Light quark masses: m_u,d = 4.1 ± 0.3 MeV, m_s = 92 ± 9 MeV

Quark condensate: -(250 ± 3 MeV)^3

Quark-gluon condensate: -(434 ± 4 MeV)^5

Abstract

We determine several quantities in quenched lattice QCD with exact chiral symmetry. For 100 gauge configurations generated with Wilson gauge action at $ \beta = 6.0 $ on the $ 16^3 \times 32 $ lattice, we compute quenched quark propagators for 13 bare quark masses. The pion decay constant is extracted from the pion propagator, and from which the inverse lattice spacing is determined to be $ a^{-1} = 1.979(6) $ GeV. The parameters ($ C, \delta, B $) in the pseudoscalar meson mass formula in quenched chiral perturbation theory (q$\chi$PT) to one-loop order are determined. Further, we measure the index (topological) susceptibility of these 100 gauge configurations, $ \chi_t = (175 \pm 6 {MeV})^4 $, from which we obtain an estimate of the mass of $ \eta' $ in q$\chi$PT, and the coefficient of quenched chiral logarithm, both in good agreement with the values determined from the pion masses, as well as with the theoretical estimates.
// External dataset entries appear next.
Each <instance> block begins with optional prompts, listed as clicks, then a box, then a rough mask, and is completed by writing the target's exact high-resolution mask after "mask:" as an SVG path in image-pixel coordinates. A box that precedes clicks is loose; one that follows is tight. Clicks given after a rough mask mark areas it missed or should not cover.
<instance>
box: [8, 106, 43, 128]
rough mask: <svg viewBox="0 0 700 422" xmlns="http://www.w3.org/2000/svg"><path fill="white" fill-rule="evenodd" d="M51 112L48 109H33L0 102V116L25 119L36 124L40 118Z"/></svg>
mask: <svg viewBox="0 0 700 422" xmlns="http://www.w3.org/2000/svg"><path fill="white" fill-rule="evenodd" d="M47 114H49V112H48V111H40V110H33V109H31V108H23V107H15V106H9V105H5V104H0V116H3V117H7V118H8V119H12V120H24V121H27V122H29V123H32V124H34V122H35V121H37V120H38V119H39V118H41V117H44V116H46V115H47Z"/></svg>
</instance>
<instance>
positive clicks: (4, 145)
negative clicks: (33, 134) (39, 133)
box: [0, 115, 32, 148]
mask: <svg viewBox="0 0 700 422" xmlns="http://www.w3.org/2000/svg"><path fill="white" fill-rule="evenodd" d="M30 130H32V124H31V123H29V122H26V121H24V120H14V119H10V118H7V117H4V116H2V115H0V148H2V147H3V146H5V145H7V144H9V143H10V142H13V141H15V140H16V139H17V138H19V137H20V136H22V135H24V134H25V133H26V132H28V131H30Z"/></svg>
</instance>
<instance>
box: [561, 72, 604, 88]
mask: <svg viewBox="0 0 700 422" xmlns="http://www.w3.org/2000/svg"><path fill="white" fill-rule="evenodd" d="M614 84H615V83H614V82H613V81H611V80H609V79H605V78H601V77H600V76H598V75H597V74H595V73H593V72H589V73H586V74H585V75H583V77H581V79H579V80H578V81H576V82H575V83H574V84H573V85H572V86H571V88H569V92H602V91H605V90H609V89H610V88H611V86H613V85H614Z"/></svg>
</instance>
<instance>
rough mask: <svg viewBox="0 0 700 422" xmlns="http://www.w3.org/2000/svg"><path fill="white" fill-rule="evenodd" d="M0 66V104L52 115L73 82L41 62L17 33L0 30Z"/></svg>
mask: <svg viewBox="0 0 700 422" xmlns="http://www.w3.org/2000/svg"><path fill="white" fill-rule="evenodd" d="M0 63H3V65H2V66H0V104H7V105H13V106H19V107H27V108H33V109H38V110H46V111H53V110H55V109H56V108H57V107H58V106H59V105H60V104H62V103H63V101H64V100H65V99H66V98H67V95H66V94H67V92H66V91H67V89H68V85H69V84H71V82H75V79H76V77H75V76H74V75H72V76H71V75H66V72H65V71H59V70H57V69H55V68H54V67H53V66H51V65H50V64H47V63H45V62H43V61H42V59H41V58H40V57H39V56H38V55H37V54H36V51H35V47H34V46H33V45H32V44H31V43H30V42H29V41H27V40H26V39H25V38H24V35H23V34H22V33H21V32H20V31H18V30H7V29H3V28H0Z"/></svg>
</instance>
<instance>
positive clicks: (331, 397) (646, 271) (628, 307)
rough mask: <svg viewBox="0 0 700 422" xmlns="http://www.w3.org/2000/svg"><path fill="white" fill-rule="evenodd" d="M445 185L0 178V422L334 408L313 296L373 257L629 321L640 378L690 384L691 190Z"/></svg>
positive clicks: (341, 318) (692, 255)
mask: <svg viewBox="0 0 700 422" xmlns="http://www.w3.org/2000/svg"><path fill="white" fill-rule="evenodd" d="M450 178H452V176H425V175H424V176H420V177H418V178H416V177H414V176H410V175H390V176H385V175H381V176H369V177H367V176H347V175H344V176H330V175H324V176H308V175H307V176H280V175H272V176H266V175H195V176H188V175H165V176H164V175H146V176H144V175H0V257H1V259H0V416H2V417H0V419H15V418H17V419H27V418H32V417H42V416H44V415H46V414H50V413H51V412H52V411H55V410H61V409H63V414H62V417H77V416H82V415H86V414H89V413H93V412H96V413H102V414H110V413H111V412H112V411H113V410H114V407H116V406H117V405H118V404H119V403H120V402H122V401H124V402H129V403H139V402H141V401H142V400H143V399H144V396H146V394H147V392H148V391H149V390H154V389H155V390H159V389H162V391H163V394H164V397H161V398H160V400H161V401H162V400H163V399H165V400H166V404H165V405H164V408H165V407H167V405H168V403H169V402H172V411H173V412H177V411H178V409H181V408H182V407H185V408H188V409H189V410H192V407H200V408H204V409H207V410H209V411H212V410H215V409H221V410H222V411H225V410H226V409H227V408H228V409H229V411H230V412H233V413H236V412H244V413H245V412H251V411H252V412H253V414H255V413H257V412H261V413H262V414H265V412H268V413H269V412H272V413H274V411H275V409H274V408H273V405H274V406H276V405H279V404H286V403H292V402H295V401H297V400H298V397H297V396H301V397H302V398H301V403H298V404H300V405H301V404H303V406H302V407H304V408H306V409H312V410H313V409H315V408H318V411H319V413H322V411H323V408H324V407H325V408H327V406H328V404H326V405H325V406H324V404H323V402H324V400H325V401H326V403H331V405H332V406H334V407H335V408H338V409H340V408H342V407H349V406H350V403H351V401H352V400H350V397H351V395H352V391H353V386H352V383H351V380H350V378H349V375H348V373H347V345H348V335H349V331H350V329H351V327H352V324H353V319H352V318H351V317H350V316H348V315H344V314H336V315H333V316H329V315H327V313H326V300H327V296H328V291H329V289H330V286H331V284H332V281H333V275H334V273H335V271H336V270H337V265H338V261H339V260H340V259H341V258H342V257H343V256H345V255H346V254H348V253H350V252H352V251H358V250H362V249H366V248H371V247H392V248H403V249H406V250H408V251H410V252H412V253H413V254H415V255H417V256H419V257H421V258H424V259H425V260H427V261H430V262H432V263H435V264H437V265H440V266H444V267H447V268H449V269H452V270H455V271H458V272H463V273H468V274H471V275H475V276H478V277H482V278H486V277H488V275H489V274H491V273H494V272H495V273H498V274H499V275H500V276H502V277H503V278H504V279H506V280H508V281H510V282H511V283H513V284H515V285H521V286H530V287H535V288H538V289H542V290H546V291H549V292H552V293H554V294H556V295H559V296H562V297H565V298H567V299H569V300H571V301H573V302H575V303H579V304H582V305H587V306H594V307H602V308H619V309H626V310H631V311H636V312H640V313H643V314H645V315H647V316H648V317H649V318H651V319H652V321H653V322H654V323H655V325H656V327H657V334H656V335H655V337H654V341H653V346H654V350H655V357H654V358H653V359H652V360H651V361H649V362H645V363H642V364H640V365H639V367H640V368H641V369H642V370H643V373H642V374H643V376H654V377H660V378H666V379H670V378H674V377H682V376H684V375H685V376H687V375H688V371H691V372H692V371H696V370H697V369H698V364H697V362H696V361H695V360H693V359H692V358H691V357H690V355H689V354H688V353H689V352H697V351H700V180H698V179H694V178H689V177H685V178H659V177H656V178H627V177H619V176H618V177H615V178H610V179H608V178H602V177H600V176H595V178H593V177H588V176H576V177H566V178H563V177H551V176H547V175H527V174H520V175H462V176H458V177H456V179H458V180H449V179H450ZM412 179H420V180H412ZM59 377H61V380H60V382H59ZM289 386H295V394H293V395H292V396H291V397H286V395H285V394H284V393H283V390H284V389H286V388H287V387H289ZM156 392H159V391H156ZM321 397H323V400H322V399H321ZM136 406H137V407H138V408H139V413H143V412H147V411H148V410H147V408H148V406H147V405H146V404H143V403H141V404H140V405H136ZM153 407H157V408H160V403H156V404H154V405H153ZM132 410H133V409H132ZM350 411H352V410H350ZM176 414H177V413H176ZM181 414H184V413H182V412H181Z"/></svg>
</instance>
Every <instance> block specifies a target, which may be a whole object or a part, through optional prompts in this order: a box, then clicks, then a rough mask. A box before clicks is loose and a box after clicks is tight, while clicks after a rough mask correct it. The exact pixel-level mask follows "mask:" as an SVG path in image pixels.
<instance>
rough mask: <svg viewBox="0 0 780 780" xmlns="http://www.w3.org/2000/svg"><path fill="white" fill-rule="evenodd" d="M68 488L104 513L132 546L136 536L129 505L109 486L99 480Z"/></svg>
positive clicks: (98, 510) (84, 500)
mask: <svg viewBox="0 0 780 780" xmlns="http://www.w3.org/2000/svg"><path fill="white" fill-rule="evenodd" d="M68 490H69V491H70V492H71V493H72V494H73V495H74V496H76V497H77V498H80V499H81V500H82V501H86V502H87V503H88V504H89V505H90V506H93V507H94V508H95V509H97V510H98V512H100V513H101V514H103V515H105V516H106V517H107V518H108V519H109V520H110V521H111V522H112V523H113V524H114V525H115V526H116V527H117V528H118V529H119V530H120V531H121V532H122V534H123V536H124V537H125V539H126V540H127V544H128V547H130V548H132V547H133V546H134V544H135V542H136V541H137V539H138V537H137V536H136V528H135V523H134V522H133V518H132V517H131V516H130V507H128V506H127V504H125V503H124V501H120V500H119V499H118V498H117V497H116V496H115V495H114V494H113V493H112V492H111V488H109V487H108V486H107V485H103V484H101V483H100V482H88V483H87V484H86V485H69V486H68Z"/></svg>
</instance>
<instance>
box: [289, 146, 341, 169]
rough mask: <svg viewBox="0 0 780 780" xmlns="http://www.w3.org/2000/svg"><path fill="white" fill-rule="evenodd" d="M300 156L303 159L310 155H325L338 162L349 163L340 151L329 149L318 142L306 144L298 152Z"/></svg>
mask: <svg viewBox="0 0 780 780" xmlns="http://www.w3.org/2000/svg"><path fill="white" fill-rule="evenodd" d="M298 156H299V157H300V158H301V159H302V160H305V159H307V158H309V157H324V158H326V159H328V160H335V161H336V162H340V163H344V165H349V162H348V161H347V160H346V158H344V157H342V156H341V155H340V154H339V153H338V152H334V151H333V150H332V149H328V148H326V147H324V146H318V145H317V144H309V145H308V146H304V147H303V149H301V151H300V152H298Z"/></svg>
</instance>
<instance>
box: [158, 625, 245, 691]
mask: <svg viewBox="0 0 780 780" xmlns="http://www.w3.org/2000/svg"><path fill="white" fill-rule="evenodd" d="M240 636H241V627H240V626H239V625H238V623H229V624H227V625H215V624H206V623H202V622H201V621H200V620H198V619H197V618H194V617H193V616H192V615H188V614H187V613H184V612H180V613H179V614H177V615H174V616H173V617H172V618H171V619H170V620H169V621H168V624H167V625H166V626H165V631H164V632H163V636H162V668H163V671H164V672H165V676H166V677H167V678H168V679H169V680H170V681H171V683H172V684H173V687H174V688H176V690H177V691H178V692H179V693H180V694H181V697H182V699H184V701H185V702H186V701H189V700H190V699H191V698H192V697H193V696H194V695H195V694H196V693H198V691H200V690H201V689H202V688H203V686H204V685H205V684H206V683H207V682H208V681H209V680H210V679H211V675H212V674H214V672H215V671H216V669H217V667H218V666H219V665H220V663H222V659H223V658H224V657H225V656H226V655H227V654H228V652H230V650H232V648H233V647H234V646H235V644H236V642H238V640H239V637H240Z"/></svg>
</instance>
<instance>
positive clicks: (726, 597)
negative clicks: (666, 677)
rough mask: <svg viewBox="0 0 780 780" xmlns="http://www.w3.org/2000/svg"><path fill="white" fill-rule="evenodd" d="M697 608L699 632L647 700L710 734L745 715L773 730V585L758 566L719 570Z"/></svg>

With our values of $ C, \delta, B $, the experimental inputs of pion and kaon masses, and the pion decay constant, we determine the light quark masses: $ m_{u,d} = 4.1 \pm 0.3 $ MeV, and $ m_s = 92 \pm 9 $ MeV, in the $ \bar{MS} $ scheme at scale $ \mu = 2 $ GeV. Also, we determine the quark condensate $<\bar q q > = -(250 \pm 3 {MeV})^3 $, and the quark-gluon condensate $ g < \bar q \sigma_{\mu\nu} F_{\mu\nu} q > = -(434 \pm 4 {MeV})^5 $, in the $ \bar{MS} $ scheme at scale 2 GeV.